俺は、掛け時計のカチカチ進む針の音で、結構時間が経ってしまっていることに気がついた。たぶん五分だけというのはとっくに過ぎているだろう。そろそろ綾芽を帰した方がいい。


 「ちょっと、ちょっと見てって。」


 俺が時間を確認しようと掛け時計に足を進めたとき、再び綾芽に呼ばれた。俺はしゃがむ綾芽のもとに戻り、視線を紙の束に落とす。綾芽は手に持った書類の何枚目かのページで止まって、じっくり読み込んでいるようだった。


 「なんだよ。どうせ真っ黒で分からないんだろ。」

 「ううん、ここ。」

 「どこだよ。」


 綾芽は書類をペンライトで照らしながらそう言うが、紙の全体が照らされていて、俺にはどこのことを指しているのか分からない。俺は上から順番に見ていくが、やはり黒塗りの文字列が続いているだけだった。

 しかし、下段に差し掛かった途端、議事録にはよく知った名前が登場していた。


 「長岡、ひろし……。」


 俺は自分の父の名をつぶやく。議事録には間違いなく発言者として、父の名前が記されている。というか、他のすべての発言者は黒塗りだが、父の名前だけがそうなっていなかった。


 「えっと、『長岡洋議員:「勝城組かつじょうぐみについてですが、これまで通り規則に従いながら、■■■■■■なになにに関する報告書を提出しております。■■なになにの管理も徹底されているようです。」』って。」

 「勝城組。」

 「そう。たぶん、あの勝城組のことだと思うわ。」


 父が地元暴力団の名前を言っている。その記録が俺の耳を通って、思考にぶつかってくる。他に比べると格段に理解できる内容であるはずだが、俺にはどうも飲み込めなかった。勝城組、報告書、規則、提出、管理、徹底。分かる言葉の組み合わせを何度も何度も目でなぞっていくが書かれていることは変わらない。それらはやはり、父の言葉として残されていた。


 「ちょっと貸して!」


 俺は、綾芽の持っている書類とペンライトを奪い取り、さっきの続きの部分を読んでいった。黒塗り、黒塗り、黒塗り。黒塗りが続いた先にまた父が現われる。
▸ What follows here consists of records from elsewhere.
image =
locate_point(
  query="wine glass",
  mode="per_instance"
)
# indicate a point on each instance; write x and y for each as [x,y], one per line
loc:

 「えっ……、『長岡洋議員:「■■■■■■なになにに関する活動資金の増加を勝城組が求めてきています。財源の調整にかかわることなので、慎重に判断していくよう、後日の議題にしたいと思います。」』……なんだよこれ。」

 「クロね。」


 綾芽は立ち上がって、俺の方を見ながら言う。


 「何がクロなんだよ。」

 「お父さんと勝城組が何かしら関わってるってこと。それも、密にね。」

 「でも……。」


 俺は綾芽が下す結論に、どうにか言い返そうとしたが、何も言えなかった。言い返せるだけの材料が思いつかない。俺はもう一度、手に持った紙を見てみるが、もう分かることもなかった。


 真っ暗な事務所の中で二人して立つ。相変わらず、掛け時計は同じリズムを刻んでいる。それ以外の音は、今はない。

 俺は肩を落とし、綾芽は胸を張る。いい証拠を見つけたと言わんばかりに大満足の様子だ。俺にとっては、全く喜ばしくない情報だというのに。


 「どうしよう……。」

 「どうしようって、決まって————」


 『おい、何してる。』


 背後から低い声が飛んでくる。

 振り返ると、スーツ姿の父が、俺たちから一番遠い角に立っていた。